花笠まつり
出典: フリー百科事典『ウィキペディア(Wikipedia)』
花笠まつり(はながさまつり)は、毎年8月にスゲ笠に赤い花飾りをつけた花笠を手にし、「花笠音頭」にあわせて街を踊り練りあるく祭である。このまつりは山形県内数か所で開催されるが、山形市で行なわれるものが広く知られている。東北三大祭りに山形市の花笠まつりを加えた4つの祭りを東北四大祭りと呼ぶこともある。
目次 |
[編集] 花笠まつりの起源
花笠まつりで歌われる「花笠音頭」の起源は諸説あるが、大正中期に尾花沢で土木作業時の調子あわせに歌われた土突き歌が起源といわれており、昭和初期にこれが民謡化され「花笠音頭」(またの名を「花笠踊り唄」といわれる)となった。
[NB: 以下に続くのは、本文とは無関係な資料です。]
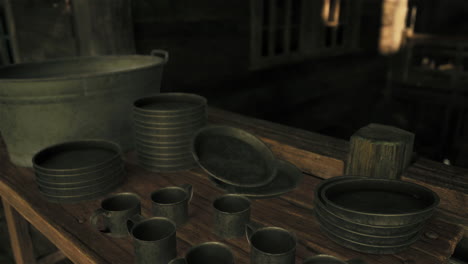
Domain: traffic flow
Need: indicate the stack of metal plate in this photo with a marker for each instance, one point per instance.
(370, 215)
(78, 170)
(164, 126)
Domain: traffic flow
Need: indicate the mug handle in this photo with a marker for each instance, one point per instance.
(189, 189)
(178, 261)
(96, 216)
(250, 228)
(161, 53)
(132, 221)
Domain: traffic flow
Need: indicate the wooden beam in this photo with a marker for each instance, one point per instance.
(18, 228)
(52, 258)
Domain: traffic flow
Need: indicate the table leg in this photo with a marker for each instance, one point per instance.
(20, 239)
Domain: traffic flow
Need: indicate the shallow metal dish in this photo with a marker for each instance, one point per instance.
(286, 180)
(366, 238)
(367, 248)
(82, 191)
(76, 181)
(167, 131)
(80, 198)
(358, 227)
(234, 156)
(168, 104)
(76, 157)
(380, 201)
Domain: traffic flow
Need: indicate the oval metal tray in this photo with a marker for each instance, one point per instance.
(234, 156)
(286, 180)
(379, 201)
(361, 228)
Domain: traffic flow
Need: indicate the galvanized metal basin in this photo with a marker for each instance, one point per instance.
(45, 103)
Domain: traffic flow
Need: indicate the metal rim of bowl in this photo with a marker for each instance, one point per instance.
(321, 204)
(109, 145)
(156, 129)
(201, 120)
(109, 174)
(165, 144)
(409, 234)
(79, 198)
(104, 183)
(198, 100)
(270, 157)
(390, 249)
(115, 163)
(434, 204)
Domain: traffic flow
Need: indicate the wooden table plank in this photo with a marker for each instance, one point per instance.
(18, 229)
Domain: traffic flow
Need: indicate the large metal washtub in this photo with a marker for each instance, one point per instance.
(46, 103)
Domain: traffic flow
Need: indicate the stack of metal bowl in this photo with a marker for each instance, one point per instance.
(164, 127)
(78, 170)
(376, 216)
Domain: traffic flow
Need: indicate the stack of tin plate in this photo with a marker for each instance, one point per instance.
(164, 126)
(370, 215)
(78, 170)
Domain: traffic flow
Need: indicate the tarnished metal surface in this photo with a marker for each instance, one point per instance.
(287, 179)
(234, 156)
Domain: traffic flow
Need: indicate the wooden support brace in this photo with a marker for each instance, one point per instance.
(380, 151)
(21, 243)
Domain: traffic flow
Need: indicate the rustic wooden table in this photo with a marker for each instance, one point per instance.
(67, 225)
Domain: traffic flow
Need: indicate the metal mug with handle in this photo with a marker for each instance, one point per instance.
(114, 212)
(231, 214)
(172, 202)
(270, 245)
(154, 239)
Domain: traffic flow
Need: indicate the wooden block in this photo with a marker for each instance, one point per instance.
(380, 151)
(18, 228)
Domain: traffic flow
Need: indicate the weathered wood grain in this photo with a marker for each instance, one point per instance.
(380, 151)
(20, 239)
(325, 157)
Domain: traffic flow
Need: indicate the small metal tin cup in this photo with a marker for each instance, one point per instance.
(172, 202)
(154, 239)
(114, 212)
(231, 214)
(270, 245)
(208, 252)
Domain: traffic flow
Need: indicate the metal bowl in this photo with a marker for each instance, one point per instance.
(329, 216)
(367, 248)
(84, 190)
(168, 104)
(379, 202)
(167, 131)
(76, 181)
(366, 238)
(76, 157)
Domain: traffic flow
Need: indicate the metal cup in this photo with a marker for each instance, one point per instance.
(209, 252)
(270, 245)
(231, 214)
(154, 239)
(172, 202)
(114, 212)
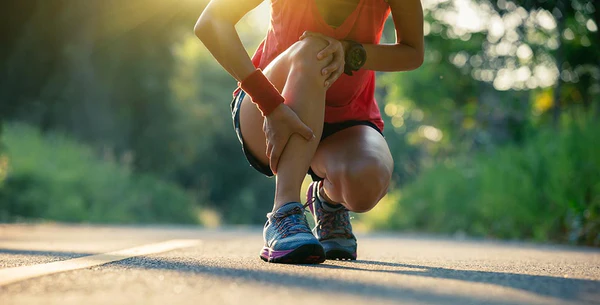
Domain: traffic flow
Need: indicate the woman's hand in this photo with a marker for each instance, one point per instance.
(278, 127)
(335, 48)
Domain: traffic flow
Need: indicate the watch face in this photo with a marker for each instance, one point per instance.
(356, 57)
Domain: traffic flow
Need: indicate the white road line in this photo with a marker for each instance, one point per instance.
(16, 274)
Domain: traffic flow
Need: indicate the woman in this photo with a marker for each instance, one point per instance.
(305, 102)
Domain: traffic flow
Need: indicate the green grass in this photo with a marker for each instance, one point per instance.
(545, 190)
(52, 177)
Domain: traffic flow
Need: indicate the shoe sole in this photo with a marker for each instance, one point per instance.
(341, 255)
(305, 254)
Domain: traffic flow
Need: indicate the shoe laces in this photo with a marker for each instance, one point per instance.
(291, 222)
(335, 224)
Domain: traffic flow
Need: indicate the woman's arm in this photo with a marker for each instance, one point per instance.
(216, 29)
(407, 53)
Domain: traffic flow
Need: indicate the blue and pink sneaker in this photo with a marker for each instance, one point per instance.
(288, 238)
(332, 227)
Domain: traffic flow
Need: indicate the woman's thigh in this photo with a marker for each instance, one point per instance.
(357, 166)
(278, 71)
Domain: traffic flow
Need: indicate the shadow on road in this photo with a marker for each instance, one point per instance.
(566, 289)
(549, 286)
(585, 291)
(60, 254)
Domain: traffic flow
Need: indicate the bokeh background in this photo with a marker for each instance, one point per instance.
(113, 112)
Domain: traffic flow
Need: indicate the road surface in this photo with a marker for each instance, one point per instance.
(64, 264)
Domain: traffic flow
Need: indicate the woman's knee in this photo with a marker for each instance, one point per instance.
(364, 183)
(303, 55)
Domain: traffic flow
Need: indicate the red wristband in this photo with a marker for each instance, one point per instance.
(262, 92)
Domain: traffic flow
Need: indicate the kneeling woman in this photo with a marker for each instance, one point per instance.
(305, 103)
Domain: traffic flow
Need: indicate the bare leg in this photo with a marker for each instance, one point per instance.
(297, 74)
(357, 166)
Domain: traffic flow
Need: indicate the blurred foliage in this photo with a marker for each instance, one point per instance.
(132, 82)
(546, 189)
(52, 177)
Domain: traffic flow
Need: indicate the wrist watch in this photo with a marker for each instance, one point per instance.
(355, 57)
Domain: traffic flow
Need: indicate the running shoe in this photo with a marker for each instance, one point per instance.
(288, 238)
(332, 227)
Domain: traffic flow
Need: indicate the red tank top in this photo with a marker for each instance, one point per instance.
(350, 97)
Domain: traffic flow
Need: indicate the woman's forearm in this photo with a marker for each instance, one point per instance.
(223, 42)
(392, 57)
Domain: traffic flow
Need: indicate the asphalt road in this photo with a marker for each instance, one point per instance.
(222, 267)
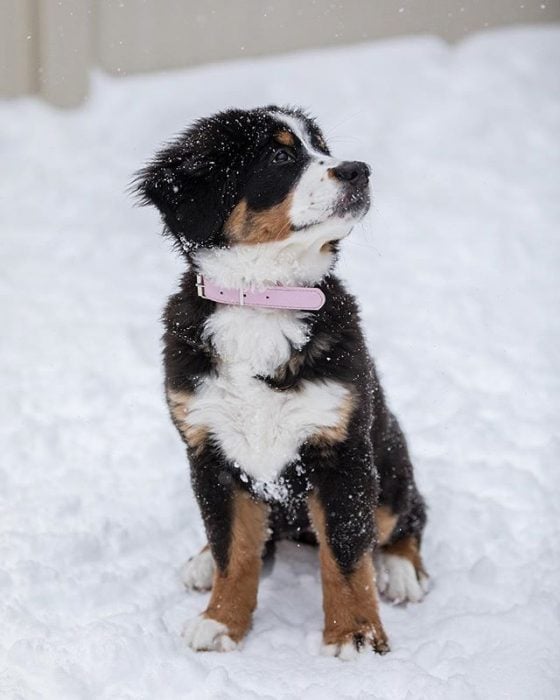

また踊りについては、菅で編んだ笠に赤く染めた紙で花飾りをつけたものを景気づけに振ったり回したりしたのが発祥といわれている。
[編集] 踊りの種類
花笠まつりの振り付けは山形県内各地域別に約10種類程度の振り付けが存在していたが、昭和38年にそれらの振り付けが一本化され「正調花笠踊り~薫風最上川~」が制定され、これが標準的な振り付けとされた。しかし、元々が紅花摘みの作業唄であったために、その楚々とした動作に、男性の踊りへの参加は敬遠されがちであった。そこで、豪快な動作を取り込んだ「正調花笠踊り~蔵王山暁光~」が平成11年より採用され、薫風最上川に並ぶ標準振り付けとして制定されている。また尾花沢で踊られているいわゆる「笠回し」で参加する団体も多い。笠回しには5つの流派がある。
[編集] 山形市の花笠まつり
元々山形市の伝統行事は義光祭(きごうさい)であった。山形新聞・山形交通の社長で山形県を実質的に支配していた服部敬雄の指示で山形市の花笠まつりが始まったと言われている。
花笠まつり開催当初は、パレードの中に服部を乗せた山車も巡行していた。その服部への反発から山形市民の中には花笠まつりを見ないという人も多かったと言われる。